Category Archives: AI

Sponsored Posts that make you go UGH! (AI Contract MISmanagement!)

Today’s post is brought to you by the letters W, T, and F and inspired by this Spend Matters guest article by Matt Lhoumeau on The Last Contract Lawyer.

According to Matt, the legal profession is experiencing its iPhone moment because your competitors are closing deals in 26 seconds (and I certainly hope not!) using AI that outperforms human lawyers by 10% in accuracy (on what scale?!?). More specifically, he claims AI can complete a contract review in 26 seconds (spoiler: it can’t) while a human takes 92 minutes (on average I assume) and, furthermore, that this will cost you up to $6,900 (and this math makes no sense if the lawyer is only spending 92 minutes; because even top tier lawyers will generally only charge $500 per hour for a contract draft or review, so what’s the other $6,150 for).

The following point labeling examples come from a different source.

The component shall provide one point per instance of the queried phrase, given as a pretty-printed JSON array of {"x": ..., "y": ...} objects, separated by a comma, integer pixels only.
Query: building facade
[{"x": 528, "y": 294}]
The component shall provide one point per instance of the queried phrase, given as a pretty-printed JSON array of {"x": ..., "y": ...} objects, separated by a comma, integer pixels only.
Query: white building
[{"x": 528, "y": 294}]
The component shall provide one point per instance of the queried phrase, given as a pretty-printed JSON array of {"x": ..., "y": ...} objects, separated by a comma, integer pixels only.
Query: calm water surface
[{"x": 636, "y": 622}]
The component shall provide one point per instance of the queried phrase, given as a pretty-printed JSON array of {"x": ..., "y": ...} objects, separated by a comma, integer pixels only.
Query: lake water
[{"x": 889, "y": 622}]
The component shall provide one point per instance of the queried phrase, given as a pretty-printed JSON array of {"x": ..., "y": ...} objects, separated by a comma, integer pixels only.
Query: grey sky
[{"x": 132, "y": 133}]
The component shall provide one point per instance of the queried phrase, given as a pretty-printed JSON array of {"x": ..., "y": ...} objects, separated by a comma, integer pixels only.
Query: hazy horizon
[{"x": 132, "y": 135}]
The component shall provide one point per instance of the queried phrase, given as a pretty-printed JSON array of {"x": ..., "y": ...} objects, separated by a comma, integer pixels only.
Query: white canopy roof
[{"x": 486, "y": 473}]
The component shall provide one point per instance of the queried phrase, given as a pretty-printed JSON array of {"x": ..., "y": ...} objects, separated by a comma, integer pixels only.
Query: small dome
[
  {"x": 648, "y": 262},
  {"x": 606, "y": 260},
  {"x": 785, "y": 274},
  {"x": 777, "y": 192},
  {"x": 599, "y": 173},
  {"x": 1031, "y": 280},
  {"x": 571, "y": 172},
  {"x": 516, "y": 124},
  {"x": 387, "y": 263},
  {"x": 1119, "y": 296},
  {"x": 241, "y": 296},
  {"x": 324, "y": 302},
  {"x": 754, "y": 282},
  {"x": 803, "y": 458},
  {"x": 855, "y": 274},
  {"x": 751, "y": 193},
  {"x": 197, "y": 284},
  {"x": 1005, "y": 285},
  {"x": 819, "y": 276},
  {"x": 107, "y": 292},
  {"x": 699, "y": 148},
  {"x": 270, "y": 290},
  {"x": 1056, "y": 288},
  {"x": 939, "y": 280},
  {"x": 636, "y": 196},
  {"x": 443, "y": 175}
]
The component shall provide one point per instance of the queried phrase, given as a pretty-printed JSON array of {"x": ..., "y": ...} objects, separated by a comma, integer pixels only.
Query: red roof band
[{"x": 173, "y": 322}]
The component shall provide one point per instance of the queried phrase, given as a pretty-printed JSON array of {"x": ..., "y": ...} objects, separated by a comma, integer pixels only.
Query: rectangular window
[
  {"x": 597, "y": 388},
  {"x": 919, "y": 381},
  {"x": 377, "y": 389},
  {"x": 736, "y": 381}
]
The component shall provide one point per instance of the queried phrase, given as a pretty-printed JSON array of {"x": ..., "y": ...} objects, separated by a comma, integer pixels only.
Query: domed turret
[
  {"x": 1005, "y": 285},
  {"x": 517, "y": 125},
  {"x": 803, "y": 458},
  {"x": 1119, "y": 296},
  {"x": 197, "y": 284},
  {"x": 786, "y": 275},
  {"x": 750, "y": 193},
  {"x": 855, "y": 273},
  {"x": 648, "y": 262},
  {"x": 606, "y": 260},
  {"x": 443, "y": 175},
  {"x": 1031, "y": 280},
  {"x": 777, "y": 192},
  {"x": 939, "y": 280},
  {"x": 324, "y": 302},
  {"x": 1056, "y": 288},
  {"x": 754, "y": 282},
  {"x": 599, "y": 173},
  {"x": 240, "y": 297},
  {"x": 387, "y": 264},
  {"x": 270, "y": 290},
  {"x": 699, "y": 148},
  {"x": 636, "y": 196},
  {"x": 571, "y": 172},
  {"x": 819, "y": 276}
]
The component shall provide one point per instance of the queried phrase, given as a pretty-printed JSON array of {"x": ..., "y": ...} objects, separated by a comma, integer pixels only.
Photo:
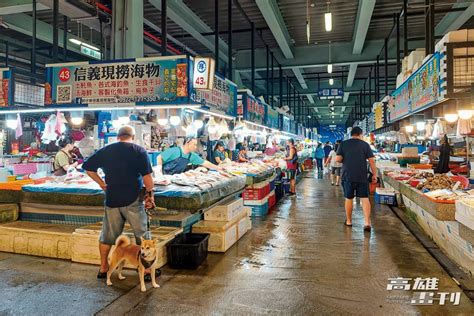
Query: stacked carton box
[{"x": 225, "y": 223}]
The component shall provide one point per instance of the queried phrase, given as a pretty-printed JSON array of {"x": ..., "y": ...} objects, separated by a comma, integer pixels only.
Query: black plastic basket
[{"x": 187, "y": 251}]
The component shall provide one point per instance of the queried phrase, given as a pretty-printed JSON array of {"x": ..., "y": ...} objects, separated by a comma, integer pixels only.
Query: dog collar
[{"x": 147, "y": 264}]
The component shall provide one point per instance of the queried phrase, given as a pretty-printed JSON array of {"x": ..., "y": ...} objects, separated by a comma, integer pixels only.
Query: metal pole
[
  {"x": 267, "y": 82},
  {"x": 280, "y": 85},
  {"x": 377, "y": 80},
  {"x": 271, "y": 98},
  {"x": 405, "y": 28},
  {"x": 164, "y": 31},
  {"x": 252, "y": 48},
  {"x": 386, "y": 66},
  {"x": 427, "y": 27},
  {"x": 33, "y": 42},
  {"x": 432, "y": 26},
  {"x": 216, "y": 36},
  {"x": 65, "y": 27},
  {"x": 6, "y": 54},
  {"x": 397, "y": 21},
  {"x": 229, "y": 31},
  {"x": 55, "y": 30}
]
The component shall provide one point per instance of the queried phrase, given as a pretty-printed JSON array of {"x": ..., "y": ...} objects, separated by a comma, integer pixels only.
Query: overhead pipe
[
  {"x": 229, "y": 29},
  {"x": 148, "y": 34}
]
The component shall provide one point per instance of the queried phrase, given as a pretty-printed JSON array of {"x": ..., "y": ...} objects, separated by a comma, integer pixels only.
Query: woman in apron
[
  {"x": 64, "y": 158},
  {"x": 175, "y": 160}
]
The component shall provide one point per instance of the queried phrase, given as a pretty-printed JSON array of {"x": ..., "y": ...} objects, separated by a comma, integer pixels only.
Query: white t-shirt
[{"x": 334, "y": 163}]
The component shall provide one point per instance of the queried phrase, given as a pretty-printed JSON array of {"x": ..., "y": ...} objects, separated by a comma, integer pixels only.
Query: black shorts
[
  {"x": 291, "y": 174},
  {"x": 361, "y": 189}
]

Anyway, the most UGH! part of this article is not these false claims, it’s the missing information. Why is this the most UGH!? Because most of the claims the article makes are true, and when you tie all these claims together, if you don’t understand what this technology can’t do, and what risks it brings to the table (which is the missing information I refer to), you’re likely to believe the claims, join the AI religion, go all in on AI-CLM, and fire all your contract review lawyers. (And while I am no more fond of lawyers than the next guy, I am no less fond of them either, especially when they have a critical role to play.)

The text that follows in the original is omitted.